The Cloud Speech-to-Text API

The Cloud Speech-to-Text API empowers developers with the ability to turn speech into text. This API accepts received audio and returns a text transcription. This API can be used synchronously, asynchronously, or in a streaming model. Many languages and dialects are supported.

The Cloud Text-to-Speech API

The Cloud Text-to-Speech API empowers developers with the ability to transform text into a form of Speech Synthesis Markup Language (SSML) input into audio data of natural human speech. Many languages are supported, with multiple voices available per language. There are two types of voice to choose from, Standard and WaveNet, the latter constituting an advanced module that narrows the gap to human speech.

The Cloud Translation API

The Cloud Translation API enables the translation of hundreds of languages. If the language is unknown, the service can auto-detect it.
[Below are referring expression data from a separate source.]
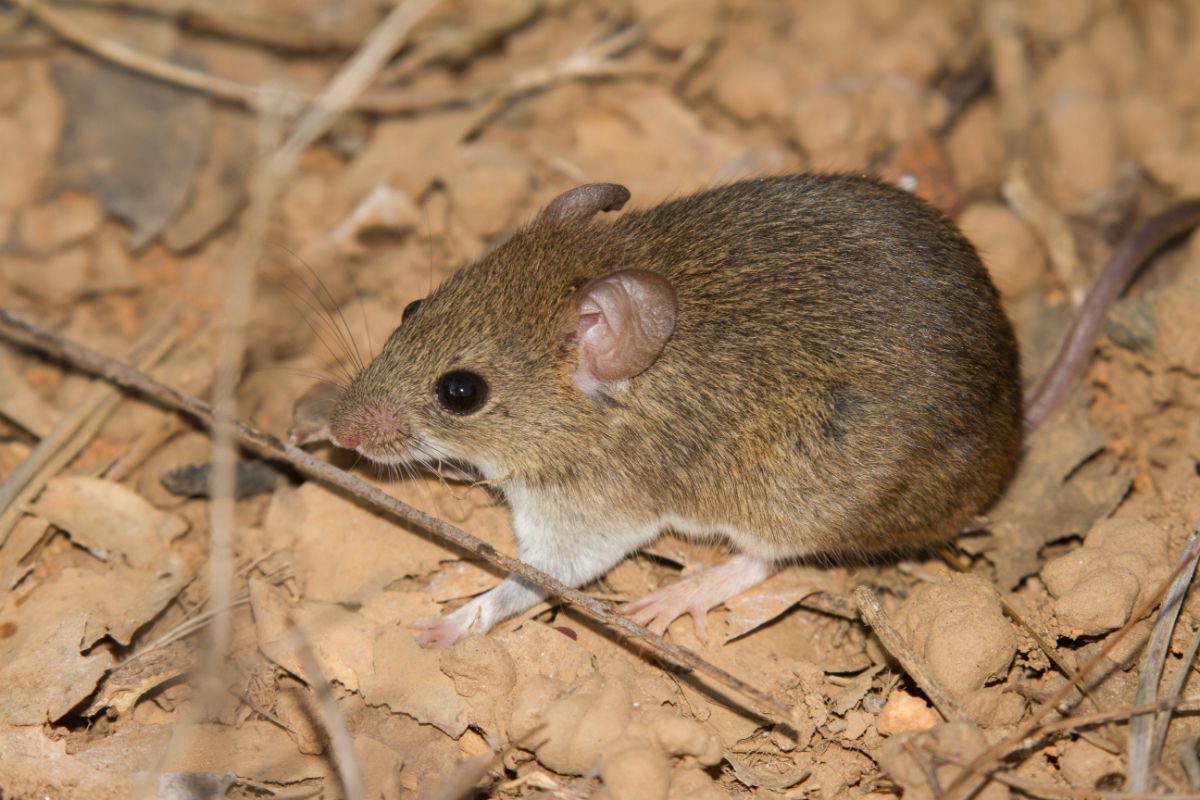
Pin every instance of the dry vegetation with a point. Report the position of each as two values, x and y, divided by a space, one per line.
130 205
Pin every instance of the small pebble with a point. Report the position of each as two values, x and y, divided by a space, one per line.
192 480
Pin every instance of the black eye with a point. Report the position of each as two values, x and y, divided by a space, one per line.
462 391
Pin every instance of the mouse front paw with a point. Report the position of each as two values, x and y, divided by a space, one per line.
444 631
697 593
658 609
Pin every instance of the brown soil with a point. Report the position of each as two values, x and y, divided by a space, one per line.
1047 130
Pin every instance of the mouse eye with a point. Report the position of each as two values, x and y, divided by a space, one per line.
461 391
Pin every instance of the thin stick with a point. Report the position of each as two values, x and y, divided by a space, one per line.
345 758
397 101
46 341
889 637
1141 727
1171 703
1044 791
984 761
73 432
265 186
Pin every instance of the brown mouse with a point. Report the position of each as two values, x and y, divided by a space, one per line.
807 365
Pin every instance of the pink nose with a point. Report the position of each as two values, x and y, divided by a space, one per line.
346 440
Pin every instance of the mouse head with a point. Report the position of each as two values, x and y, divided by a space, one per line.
519 354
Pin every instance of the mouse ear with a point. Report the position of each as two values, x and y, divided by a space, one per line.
621 323
583 202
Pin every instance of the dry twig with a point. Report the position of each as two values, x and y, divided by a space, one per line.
591 64
985 761
1141 727
73 432
52 343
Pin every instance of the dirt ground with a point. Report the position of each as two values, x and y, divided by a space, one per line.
1048 131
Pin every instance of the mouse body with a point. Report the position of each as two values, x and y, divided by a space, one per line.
810 365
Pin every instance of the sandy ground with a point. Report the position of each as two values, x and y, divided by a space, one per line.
1048 131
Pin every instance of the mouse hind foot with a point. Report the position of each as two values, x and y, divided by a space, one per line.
699 593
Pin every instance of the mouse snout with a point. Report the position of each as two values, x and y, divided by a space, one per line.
370 427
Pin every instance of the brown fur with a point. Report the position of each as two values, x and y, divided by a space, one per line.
840 378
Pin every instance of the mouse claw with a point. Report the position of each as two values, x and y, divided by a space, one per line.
697 593
657 611
439 631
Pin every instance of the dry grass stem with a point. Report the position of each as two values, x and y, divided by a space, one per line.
47 341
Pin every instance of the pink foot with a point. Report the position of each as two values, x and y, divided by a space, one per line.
697 593
444 631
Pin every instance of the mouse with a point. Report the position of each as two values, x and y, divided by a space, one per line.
804 366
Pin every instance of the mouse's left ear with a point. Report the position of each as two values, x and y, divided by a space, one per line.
619 324
583 202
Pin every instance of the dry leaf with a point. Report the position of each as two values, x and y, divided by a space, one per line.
371 551
33 765
21 403
133 140
108 519
42 673
408 679
340 639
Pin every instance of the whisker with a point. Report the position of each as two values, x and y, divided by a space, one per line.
299 296
315 374
333 306
325 306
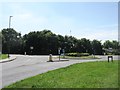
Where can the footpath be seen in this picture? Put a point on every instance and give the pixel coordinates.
(11, 58)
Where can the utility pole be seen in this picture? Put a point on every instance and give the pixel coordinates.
(9, 38)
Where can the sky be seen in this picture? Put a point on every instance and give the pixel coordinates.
(91, 20)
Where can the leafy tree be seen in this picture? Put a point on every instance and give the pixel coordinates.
(97, 47)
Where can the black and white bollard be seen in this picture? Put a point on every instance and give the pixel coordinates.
(111, 58)
(50, 58)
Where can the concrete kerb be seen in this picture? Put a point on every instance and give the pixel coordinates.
(8, 59)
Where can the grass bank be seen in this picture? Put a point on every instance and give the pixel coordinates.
(3, 56)
(83, 75)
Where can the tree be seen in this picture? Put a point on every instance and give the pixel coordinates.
(10, 41)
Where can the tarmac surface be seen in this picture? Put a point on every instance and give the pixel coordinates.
(24, 66)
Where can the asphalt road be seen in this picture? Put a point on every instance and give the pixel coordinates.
(27, 66)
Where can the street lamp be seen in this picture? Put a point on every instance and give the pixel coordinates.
(9, 38)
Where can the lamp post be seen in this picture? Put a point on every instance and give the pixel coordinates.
(9, 38)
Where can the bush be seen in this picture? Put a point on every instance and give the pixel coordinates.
(77, 54)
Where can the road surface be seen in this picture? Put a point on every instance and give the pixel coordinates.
(26, 66)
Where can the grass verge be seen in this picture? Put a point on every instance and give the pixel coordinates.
(3, 56)
(83, 75)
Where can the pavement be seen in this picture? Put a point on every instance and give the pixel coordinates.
(24, 66)
(11, 58)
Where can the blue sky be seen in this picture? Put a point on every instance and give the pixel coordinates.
(92, 20)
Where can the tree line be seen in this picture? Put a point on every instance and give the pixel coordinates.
(46, 42)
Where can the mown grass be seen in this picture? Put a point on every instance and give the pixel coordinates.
(83, 75)
(3, 56)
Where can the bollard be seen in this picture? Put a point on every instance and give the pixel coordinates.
(111, 58)
(50, 58)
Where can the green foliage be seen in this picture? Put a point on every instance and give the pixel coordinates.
(10, 41)
(3, 56)
(46, 42)
(83, 75)
(114, 45)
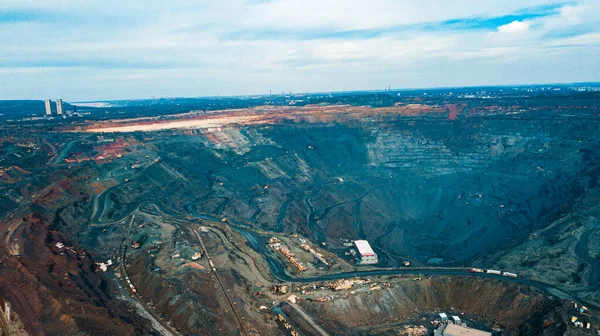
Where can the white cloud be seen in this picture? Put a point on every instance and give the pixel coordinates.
(514, 27)
(116, 49)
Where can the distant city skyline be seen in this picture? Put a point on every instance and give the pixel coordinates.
(134, 50)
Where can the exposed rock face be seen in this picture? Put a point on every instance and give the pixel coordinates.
(516, 310)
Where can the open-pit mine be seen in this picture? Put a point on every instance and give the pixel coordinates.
(410, 215)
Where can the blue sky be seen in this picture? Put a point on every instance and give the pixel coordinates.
(100, 50)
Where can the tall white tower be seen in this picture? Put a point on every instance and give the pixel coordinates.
(59, 106)
(48, 107)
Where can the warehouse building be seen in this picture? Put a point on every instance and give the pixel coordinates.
(366, 253)
(457, 330)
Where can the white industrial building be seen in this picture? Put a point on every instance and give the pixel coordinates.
(366, 253)
(59, 106)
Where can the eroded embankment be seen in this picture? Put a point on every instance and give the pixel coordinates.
(517, 310)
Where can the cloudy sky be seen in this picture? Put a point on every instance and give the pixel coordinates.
(114, 49)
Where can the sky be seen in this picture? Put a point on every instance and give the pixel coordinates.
(113, 49)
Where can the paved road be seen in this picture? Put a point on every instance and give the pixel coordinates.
(309, 319)
(214, 270)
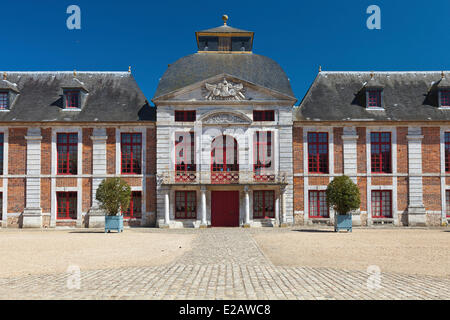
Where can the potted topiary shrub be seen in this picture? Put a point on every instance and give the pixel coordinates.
(343, 196)
(113, 195)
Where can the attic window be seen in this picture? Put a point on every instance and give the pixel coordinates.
(4, 101)
(445, 98)
(374, 98)
(72, 99)
(264, 115)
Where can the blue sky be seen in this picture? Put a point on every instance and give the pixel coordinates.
(300, 35)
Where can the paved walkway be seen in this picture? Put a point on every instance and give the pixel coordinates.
(224, 264)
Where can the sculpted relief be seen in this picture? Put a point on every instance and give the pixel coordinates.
(224, 90)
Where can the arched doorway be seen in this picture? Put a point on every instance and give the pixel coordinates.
(224, 160)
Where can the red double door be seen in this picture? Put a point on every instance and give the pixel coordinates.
(225, 208)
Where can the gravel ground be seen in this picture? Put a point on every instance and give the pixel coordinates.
(27, 252)
(406, 251)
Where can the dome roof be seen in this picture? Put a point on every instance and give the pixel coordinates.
(257, 69)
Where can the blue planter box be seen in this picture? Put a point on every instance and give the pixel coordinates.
(343, 222)
(113, 223)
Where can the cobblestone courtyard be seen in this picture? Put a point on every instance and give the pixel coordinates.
(224, 264)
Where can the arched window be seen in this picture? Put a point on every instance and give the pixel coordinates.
(224, 154)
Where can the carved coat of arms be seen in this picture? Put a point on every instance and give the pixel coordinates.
(224, 91)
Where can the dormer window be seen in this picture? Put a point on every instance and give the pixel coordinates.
(72, 99)
(374, 98)
(4, 100)
(444, 99)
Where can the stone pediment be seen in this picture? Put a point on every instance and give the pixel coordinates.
(223, 89)
(224, 117)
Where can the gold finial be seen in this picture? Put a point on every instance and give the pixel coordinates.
(225, 19)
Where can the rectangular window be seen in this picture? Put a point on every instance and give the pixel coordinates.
(185, 205)
(264, 204)
(380, 144)
(318, 152)
(447, 152)
(135, 209)
(263, 154)
(263, 115)
(447, 203)
(318, 207)
(131, 153)
(4, 100)
(381, 204)
(66, 205)
(185, 116)
(374, 99)
(67, 152)
(72, 99)
(2, 141)
(445, 98)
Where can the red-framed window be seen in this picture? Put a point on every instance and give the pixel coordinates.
(318, 206)
(134, 210)
(447, 151)
(67, 152)
(185, 115)
(72, 99)
(382, 204)
(224, 154)
(66, 205)
(263, 115)
(2, 141)
(184, 152)
(4, 100)
(263, 152)
(380, 144)
(447, 203)
(445, 98)
(131, 153)
(185, 205)
(374, 98)
(263, 204)
(318, 152)
(1, 206)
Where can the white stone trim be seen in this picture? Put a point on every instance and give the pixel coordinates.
(306, 186)
(393, 131)
(79, 187)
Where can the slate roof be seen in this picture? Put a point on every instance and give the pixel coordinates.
(196, 67)
(224, 29)
(112, 96)
(340, 96)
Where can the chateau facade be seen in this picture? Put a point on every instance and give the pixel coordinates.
(224, 143)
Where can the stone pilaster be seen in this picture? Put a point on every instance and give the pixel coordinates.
(32, 214)
(96, 216)
(416, 209)
(349, 139)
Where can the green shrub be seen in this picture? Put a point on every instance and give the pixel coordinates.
(343, 195)
(113, 194)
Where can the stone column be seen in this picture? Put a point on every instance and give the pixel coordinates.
(203, 224)
(247, 207)
(96, 217)
(32, 214)
(167, 208)
(283, 206)
(349, 140)
(416, 209)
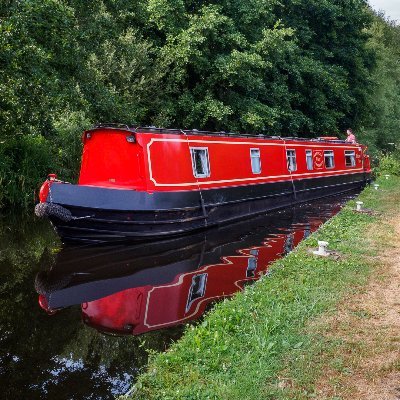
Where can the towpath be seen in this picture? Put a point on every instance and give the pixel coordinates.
(366, 363)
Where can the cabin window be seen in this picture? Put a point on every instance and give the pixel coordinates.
(309, 160)
(200, 162)
(252, 264)
(197, 289)
(255, 161)
(291, 160)
(329, 159)
(350, 157)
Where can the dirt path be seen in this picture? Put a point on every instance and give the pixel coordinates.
(366, 364)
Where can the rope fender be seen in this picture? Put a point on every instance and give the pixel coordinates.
(51, 209)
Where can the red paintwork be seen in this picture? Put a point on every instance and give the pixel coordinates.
(162, 162)
(45, 188)
(142, 309)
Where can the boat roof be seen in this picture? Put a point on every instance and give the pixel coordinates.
(173, 131)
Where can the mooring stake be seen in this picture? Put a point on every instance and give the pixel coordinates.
(322, 249)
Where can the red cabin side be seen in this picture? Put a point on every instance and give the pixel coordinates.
(112, 158)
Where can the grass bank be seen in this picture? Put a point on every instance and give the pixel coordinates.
(250, 347)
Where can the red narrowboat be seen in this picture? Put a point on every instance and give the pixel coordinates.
(150, 183)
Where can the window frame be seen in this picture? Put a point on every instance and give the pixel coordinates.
(259, 160)
(309, 153)
(333, 158)
(207, 166)
(353, 158)
(294, 157)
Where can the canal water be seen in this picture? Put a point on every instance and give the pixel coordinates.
(79, 322)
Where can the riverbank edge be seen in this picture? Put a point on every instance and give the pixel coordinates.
(243, 345)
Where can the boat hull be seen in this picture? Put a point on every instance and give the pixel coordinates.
(105, 215)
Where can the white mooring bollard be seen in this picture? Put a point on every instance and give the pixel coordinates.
(322, 249)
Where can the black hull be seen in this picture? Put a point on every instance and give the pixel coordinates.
(107, 215)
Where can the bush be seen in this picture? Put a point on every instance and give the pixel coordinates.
(389, 164)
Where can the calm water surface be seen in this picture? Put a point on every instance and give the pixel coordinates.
(78, 322)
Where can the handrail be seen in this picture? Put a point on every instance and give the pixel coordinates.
(196, 132)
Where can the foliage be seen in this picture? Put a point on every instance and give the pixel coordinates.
(389, 164)
(382, 122)
(241, 347)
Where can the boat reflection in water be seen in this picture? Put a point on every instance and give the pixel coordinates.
(135, 289)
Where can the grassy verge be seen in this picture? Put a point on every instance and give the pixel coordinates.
(247, 347)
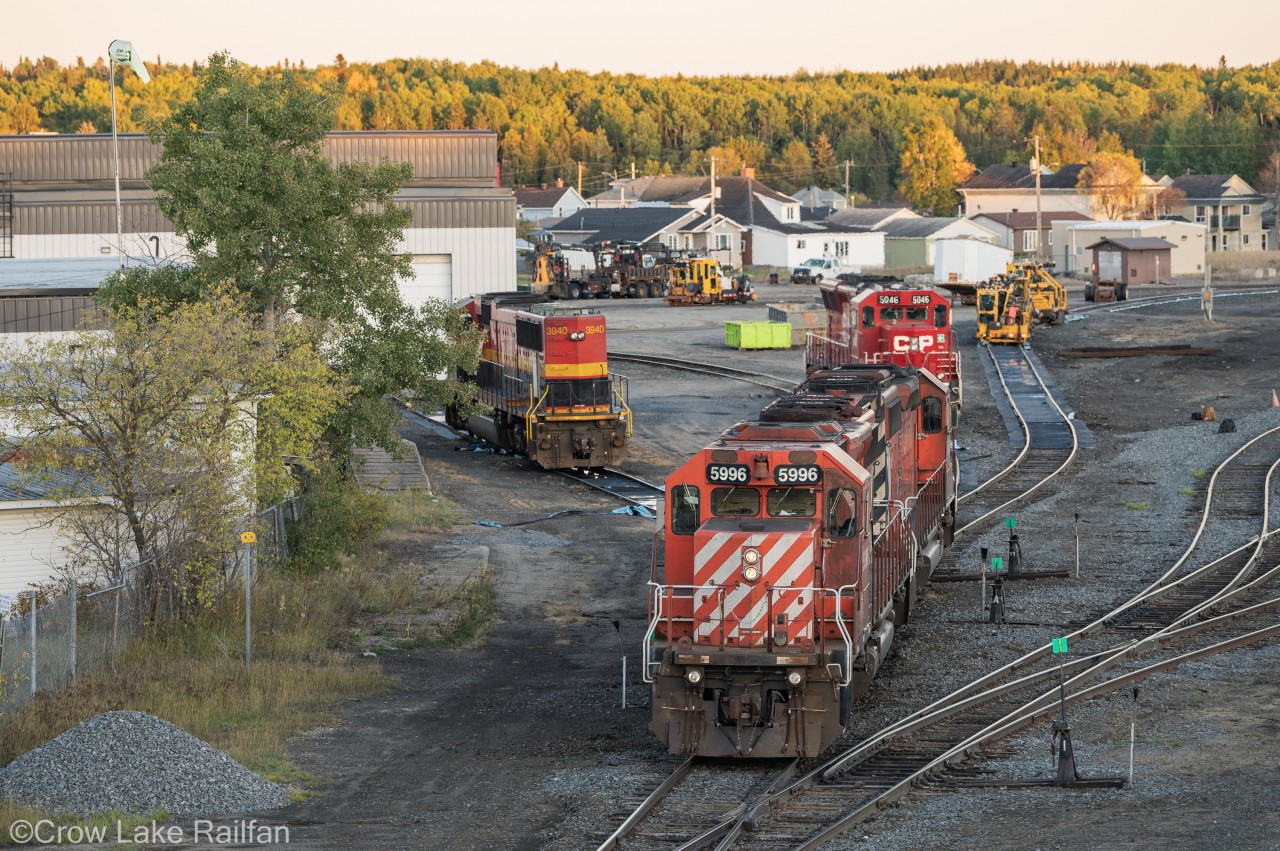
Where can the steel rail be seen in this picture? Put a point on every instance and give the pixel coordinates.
(1027, 447)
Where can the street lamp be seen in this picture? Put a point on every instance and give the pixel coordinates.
(122, 51)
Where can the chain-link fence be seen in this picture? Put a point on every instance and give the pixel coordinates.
(49, 645)
(46, 646)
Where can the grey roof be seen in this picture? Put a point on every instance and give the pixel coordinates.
(17, 486)
(439, 158)
(615, 224)
(1016, 175)
(539, 198)
(1134, 243)
(915, 228)
(1027, 220)
(867, 216)
(1207, 186)
(64, 277)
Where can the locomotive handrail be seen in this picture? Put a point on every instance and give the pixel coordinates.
(661, 591)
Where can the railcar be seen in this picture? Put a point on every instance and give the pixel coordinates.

Cloud Translation comes with libraries for the most popular languages, so you can use it directly in your code without using the REST API.

The Cloud Natural Language API

The Cloud Natural Language API allows you to leverage the deep learning models that Google uses for its search engine to analyze text. It is also leveraged by Google Assistant. It is able to perform the following operations:

  • Extract information regarding entities, including places, people, and events
  • Categorize the entities
  • Perform sentiment analysis
  • Perform syntax analysis

In view of the preceding capabilities, this API can be used for the following use cases. It can be leveraged to analyze documents, news, social media, or blog posts. In combination with the Speech-to-Text API, it can analyze customer satisfaction from a call center call. Be aware that a limited number of languages are supported. If your language is not supported, you can use the Translation API to convert the text into a supported language.

The API can be accessed both through the REST API and the gcloud ml language command, and the text can be provided as a parameter or uploaded from Cloud Storage.

The Cloud Vision API

The Cloud Vision API provides vision detection features, including the following:

  • Image labeling
  • Face and landmark detection
  • Optical Character Recognition (OCR)
  • Tagging explicit content

The Cloud Video Intelligence API

Google Cloud Video Intelligence allows you to analyze video that's been uploaded to Cloud Storage. Currently, the following features are available:

  • Labels: These detect and label entities, such as animals, plants, and people.
  • Shots: These detect scene changes within the video and label them.
  • Explicit content: These are explicit content annotations for pornography.

Video metadata can be created with labels that describe its content to allow improved searching in media libraries. In addition, videos with inappropriate content can be identified and removed from general access.